Secure Your Resilience

October 21, 2022

Growing up, my parents worked in the hospitality industry. Back then, resilience wasn’t necessarily a topical concept. Business continuity and disaster recovery (BCDR) was scarcely talked about and only in the context of minimizing downtime in case of a fire, flood or other catastrophic event.

BCDR plans still play an important role in helping enterprises get back to business. When I worked for the Federal Bureau of Investigations (FBI), we needed to secure backup plans for backup plans to cover every contingency in our dynamic world environment. Traditional BCDR, however, doesn't account for modern realities. For instance, who could have predicted the abrupt switch to remote work predicated by the COVID pandemic? Or the epidemic of financially motivated cybercrimes like ransomware?

Today, organizations must think about resilience in terms of digital transformation and cybersecurity. This means traditional BCDR components must extend recovery to a cyber event, which is different than recovering from a fire or flood. True resilience must account for any threat to the systems, applications and data that keep a business up and running.

In many modern organizations, there's still work to be done. The good news is that regardless of your company's unique infrastructure or mandates, the steps to launching resilience initiatives and shoring them up remain the same.

Shift to Proactive

It’s generally accepted that the more work you do to prepare for something, the better the outcome you’ll receive. The same principle holds true for cyber recovery, and that means organizations should prepare for not “if” they will be attacked, but rather, “when.” Assuming the inevitability of an eventual breach gets teams thinking in advance about the next, best steps for recovery, and fosters a more resilient mindset.

This type of proactive thinking needs to spread throughout the organization, from the C-suite to the reception crew. IT security teams should furthermore be looking to take proactive steps into the recovery space. Specifically, consider adopting a solution that addresses recovery holistically. This means not only understanding the criticality of assets within your environment, but all the other interdependencies across the business.

What’s Business-Critical?

The unfortunate nature of ransomware is that if one part of your organization gets hit, all your operations can potentially be affected. Due to the complexity of the modern network environment, even if you think you’ve got every critical asset covered, there are probably even more layers to pull back.

A good cyber recovery solution or service first partners with various programs across the business to understand all its criticalities. That’s not only limited to critical assets, but also the general processes with which they share dependencies. After working across systems, data and application owners, the recovery solution should then map everything according to priority. For example, some systems may need to be brought back online before certain applications.

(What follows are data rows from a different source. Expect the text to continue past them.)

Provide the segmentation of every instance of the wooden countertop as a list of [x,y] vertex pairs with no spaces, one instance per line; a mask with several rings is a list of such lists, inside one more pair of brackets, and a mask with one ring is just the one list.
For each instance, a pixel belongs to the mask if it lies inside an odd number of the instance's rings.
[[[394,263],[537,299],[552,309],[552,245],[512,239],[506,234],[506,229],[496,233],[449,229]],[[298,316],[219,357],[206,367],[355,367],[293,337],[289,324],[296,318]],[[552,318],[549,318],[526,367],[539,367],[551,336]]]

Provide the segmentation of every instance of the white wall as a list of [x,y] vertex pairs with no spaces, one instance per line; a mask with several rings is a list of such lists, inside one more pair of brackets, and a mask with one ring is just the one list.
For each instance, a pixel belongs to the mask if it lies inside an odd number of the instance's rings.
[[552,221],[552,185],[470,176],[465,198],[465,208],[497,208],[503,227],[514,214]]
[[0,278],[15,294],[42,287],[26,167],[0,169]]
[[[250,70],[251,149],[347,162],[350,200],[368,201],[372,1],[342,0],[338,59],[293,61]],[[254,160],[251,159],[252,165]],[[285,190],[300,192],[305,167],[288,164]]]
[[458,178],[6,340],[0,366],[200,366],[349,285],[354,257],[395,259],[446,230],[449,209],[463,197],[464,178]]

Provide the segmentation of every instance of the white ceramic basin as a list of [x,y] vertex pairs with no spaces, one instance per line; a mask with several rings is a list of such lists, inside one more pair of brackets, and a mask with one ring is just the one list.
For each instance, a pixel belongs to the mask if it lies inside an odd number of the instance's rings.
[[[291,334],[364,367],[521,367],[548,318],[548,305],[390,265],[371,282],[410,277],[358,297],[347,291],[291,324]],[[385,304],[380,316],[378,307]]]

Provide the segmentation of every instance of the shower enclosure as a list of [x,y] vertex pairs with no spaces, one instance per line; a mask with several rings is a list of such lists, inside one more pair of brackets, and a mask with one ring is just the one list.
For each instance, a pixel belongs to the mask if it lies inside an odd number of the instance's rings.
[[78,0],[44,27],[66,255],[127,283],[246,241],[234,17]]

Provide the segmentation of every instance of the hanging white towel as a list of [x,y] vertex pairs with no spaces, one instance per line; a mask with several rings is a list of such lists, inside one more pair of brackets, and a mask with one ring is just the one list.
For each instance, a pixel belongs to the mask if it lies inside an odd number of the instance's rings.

This increased awareness around essential business capabilities can help you realize all your interdependencies and then subsequently protect them. More specifically, it’s about enriching the information from your own systems to understand the best ways of employing backup technology, as well as developing an orchestrated response in the form of a recovery plan. This is an important addendum, because if you don’t know what to do and when to do it — that is, how to recover at the right time — you’ll likely be spinning your wheels and wasting time.

Get Specific. Get Tactical.

Maturing BCDR to contend with a fast-moving threat landscape requires a multidimensional approach that not only transforms resilience at the strategic business level, but at the tactical level as well. By drilling down into the granular elements of every single system, piece of data and application that goes into a critical business process, you’re clarifying exactly how to secure it. Applying such tactics presents a tangible way to raise security awareness around crown jewels while enhancing the overall business strategy.

Tactics should also include hands-on-keyboard, step-by-step recovery plans that are operationalized to be tested and maintained programmatically to keep step with evolving threats and ever-changing business needs. Importantly, translating tactics to strategy enables your teams to approach the C-suite and demonstrate how fast you can recover, and also present a step-by-step process to do so.

Concluding Thoughts

Whether you own a small- to medium-sized business like my family, or you’re part of a global organization with a mission to protect billions, it’s never been more important to enhance business continuity amid a new climate of unpredictable, and frankly inevitable, cyberattacks. There are ample benefits, too.

For example, with increasing cyber insurance premiums and forthcoming policy limitations on state-sponsored attacks, evolving your recovery solution can present a distinct opportunity. Once implemented, such a solution grants you the ability to recover securely without making a ransomware payment. Therefore, enhancing your recovery capabilities, and in turn your organizational resilience, can offer a viable path to alleviate cyber insurance dependence.

Combined, these efforts can help you transition from weeks of chaotic recovery to days- or hours-worth of smooth and coordinated restoration to a secure state. When getting breached is only a matter of time, your ability to bounce back will keep you formidably competitive in the years to come. It all starts with a resilient mindset. Establish this approach, and resilient actions will soon follow.